L’ottava rima è un metro poetico che in Toscana sapevano usare anche i contadini. Perché la grande ricchezza e l’assoluta originalità di questa regione è sempre stata quella di saper tenere insieme l’alto e il basso, il sacro e il profano, l’umile e il divino.
Proprio ai confini meridionali di questa terra è nascosta Sorano, paese gioiello letteralmente scavato nel tufo. Quest’ultimo è una roccia di origine vulcanica e da queste parti la sua presenza è dovuta alle esplosioni che oltre 300.000 anni fa fecero collassare il vulcano che oggi è un lago, quello di Bolsena. Quelle esplosioni riempirono il cielo di una polvere che si depositò a terra nel corso di anni e anni e che nei secoli divenne quella morbida roccia che già gli Etruschi iniziarono a scavare per farne case, strade, necropoli e cantine.

A Sorano, scavata in profondità nel tufo, si trova oggi una cantina che si chiama proprio l’Ottava Rima.
A crearla e gestirla da 15 anni insieme a Luisa, è Nicola Santoro, che partito da Orbetello per Roma, ha finito con lo scegliere Sorano. “Avevo fatto l’Accademia a Roma e iniziato le prima mostre con le mie opere, ma non era quello l’ambiente per me. Anche perché nel frattempo avevo iniziato a frequentare Sorano, il luogo dove erano nati i miei nonni e dove scoprii l’esistenza di questa cantina che era stata loro. Per linee ereditarie un po’ intricate, questo luogo era andato al fratello di mia nonna, che se ne voleva disfare”.

Nicola non lascia che la cantina venga venduta ad altri, l’acquista, la restaura e le dà una vita che sta tra l’osteria e la cantina, tra gli ingredienti rigorosamente della zona e la loro rivisitazione. “L’ultimo piatto che abbiamo inventato è una versione del biscotto salato di Rocca Albegna, ultimo nato dei presidi SlowFood, che abbiamo usato per fare una zuppa zecca. Un piatto creato da noi, sì, ma che riprende una tradizione antica”.

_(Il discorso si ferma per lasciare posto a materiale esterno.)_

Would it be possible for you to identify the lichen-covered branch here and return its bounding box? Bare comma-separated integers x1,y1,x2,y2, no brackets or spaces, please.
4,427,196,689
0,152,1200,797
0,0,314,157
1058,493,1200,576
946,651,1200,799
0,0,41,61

Ma la cifra di questo luogo è anche nelle serate di poesia e presentazione di libri e nei vini scelti con attenzione e conoscenza diretta degli stessi produttori. In una parola, il senso dell’Enosteria Ottava Rima è nella cura, la cura di ogni singolo dettaglio, perché è lì che si trova non già il Diavolo, ma Dio. Anche quando quest’ultimo sembra essersi dimenticato di questi posti.

“Quando 15 anni fa ho deciso di dare vita a questo luogo, la promessa che si sentiva fare in giro era che Sorano sarebbe diventata un centro turistico importante. Oggi posso dire che quella promessa non si è mai realizzata e Sorano e il territorio che la circonda, continuano ad essere tanto sconosciuti al grande turismo e forse, proprio per questo, anche tanto affascinanti”.